Problems with BlogCFC and new Live Writer 2011
I haven't done a ton of blogging lately, it's amazing how busy you stay with a 6 month old baby in the house. Quite frankly, I'm enjoying being a father immensely, so that's certainly my highest priority with my free time nowadays. Anyway, I did finally get around to blogging a few things lately that I've run into at work.
After one recent blog entry, Brian Ghidinelli pinged me to tell my RSS feed was messed up. After a little researched I learned the problem was some of the characters (namely the em dash) were not properly escaped into HTML entities. I use Raymond Camden's BlogCFC for my blogging platform and new that at one time the xmlrpc code did work properly—because I had made a lot of bug fixes to get it working with Live Writer. However, my last few blog entries were written with the newer version of Live Writer, so what could have changed?
So I busted out my Charles HTTP Proxy and started debugging and I found the problem is that Live Writer does not send the charset being used when it sends the HTTP request to ColdFusion. Because it doesn't send that it's using UTF-8, ColdFusion ends up not handling the content in the request properly. UTF-8 characters end up coming through as a pattern of characters—for example, the em dash ("—") ends up coming through as —.
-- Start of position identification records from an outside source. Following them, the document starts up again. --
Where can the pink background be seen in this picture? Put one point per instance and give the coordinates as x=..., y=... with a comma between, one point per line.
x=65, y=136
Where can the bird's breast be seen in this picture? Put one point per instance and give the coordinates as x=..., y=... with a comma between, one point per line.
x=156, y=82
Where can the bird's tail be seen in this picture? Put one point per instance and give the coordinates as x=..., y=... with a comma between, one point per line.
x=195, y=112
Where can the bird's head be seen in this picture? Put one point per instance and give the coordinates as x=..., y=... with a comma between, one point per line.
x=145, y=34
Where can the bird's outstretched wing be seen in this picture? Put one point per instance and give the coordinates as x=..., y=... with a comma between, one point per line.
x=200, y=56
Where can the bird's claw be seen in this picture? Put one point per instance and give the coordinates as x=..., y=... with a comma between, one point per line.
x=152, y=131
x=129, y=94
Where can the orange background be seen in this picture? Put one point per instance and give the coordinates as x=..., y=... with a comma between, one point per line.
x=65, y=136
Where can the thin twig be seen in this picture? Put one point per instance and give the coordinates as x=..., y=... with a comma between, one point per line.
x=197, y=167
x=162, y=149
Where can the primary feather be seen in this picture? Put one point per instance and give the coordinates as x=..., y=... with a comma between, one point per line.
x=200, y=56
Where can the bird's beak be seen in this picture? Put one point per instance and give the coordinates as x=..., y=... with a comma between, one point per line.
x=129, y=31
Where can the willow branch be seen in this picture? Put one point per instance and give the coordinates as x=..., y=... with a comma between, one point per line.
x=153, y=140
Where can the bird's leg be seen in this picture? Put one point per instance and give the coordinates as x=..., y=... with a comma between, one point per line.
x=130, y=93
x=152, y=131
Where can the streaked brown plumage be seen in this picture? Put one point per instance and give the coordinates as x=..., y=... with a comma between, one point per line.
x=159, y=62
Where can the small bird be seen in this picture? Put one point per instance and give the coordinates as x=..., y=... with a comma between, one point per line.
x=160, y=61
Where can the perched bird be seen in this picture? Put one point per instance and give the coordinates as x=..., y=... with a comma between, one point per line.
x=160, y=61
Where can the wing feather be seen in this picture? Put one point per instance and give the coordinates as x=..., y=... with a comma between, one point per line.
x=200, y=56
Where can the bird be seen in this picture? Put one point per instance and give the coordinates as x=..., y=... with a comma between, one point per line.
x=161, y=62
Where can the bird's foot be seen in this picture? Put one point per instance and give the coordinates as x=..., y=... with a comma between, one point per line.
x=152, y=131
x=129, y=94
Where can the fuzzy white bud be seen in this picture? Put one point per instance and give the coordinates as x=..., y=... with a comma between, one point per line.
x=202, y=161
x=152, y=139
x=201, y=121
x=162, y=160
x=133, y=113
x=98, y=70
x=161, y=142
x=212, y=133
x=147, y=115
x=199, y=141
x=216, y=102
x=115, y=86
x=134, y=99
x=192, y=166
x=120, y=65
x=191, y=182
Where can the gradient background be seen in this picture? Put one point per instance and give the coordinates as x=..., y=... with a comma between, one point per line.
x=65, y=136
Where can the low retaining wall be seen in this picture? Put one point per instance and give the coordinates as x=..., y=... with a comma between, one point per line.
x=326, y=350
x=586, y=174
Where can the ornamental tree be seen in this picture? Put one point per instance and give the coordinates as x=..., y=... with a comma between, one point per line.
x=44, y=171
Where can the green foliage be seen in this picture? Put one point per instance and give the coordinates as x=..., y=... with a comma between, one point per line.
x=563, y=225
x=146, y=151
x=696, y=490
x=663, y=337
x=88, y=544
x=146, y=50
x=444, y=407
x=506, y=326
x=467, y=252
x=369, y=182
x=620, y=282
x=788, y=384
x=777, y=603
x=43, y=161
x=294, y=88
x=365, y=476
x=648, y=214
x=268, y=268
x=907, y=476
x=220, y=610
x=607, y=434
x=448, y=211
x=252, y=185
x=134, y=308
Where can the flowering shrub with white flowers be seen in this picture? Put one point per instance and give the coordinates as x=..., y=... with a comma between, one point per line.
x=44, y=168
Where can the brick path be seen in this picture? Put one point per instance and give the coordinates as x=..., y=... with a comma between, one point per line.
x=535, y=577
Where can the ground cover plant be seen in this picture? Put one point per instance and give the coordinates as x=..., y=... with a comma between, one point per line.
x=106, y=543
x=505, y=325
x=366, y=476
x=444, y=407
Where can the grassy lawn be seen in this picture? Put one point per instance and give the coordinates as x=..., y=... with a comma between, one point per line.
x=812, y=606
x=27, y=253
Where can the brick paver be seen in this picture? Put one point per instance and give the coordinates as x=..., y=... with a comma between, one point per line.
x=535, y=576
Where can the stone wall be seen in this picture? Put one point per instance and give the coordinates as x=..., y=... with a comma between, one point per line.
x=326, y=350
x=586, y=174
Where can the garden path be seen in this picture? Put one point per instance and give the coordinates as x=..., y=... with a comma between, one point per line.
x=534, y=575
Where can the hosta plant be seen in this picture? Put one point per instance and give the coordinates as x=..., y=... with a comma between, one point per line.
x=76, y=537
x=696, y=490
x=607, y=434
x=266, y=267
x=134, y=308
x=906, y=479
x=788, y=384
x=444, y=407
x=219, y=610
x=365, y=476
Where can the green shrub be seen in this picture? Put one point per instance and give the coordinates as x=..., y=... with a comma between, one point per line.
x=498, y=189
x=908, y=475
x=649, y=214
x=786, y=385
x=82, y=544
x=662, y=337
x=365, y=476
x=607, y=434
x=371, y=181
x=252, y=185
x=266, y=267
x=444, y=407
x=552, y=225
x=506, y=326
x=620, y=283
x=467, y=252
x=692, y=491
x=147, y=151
Now that I knew what the problem was, I needed to find a way to fix it. My first logical step was to make sure that the xmlrpc.cfm template was setting the page encoding to UTF-8, so I added this to the template:
<cfprocessingdirective pageencoding="utf-8" />
However, that didn't change the behavior at all. After much digging, I found I could use the Java page context object to explicitly set the character encoding for the incoming request using:
<cfset getPageContext().getRequest().getHttpRequest().setCharacterEncoding("UTF-8") />
Thankfully, this does fix the problem. So, if you're having problems getting Live Writer to work with BlogCFC, try changing the first few lines of your xmlrpc.cfm template to:
<cfprocessingdirective pageencoding="utf-8" /> <!---// this is required for Live Writer to ensure that the request is processed as UTF-8 //---> <cfset responseCharset = getPageContext().getRequest().getHttpRequest().getCharacterEncoding() /> <cfif not structKeyExists(variables, "responseCharset")> <cfset getPageContext().getRequest().getHttpRequest().setCharacterEncoding("UTF-8") /> </cfif> <cfcontent type="text/xml; charset=utf-8"> <cfsetting enablecfoutputonly=true>
NOTE: I use the responseCharset to check to see if an explicit character encoding has been supplied. If the value is null, then no charset was supplied so I override the encoding to UTF-8.
Comments
The code could also benefit from something that parsed for any non-ASCII characters and replaced w/an HTML entity. The code currently checks for the common characters (like em dash, en dash, ellipse) but it doesn't check for every character, something on the lines of what Ben Nadel did:
http://www.bennadel.com/blog/1155-Cleaning-High-As...
(NOTE: Although I'd remove his check for 8230 and leave that as an actual entity--actually, I might remove the checks for smart quotes too just in case people like them.)
I have it at the top of my script, not the bottom. It shouldn't matter where it is really, other than it occurs before any output.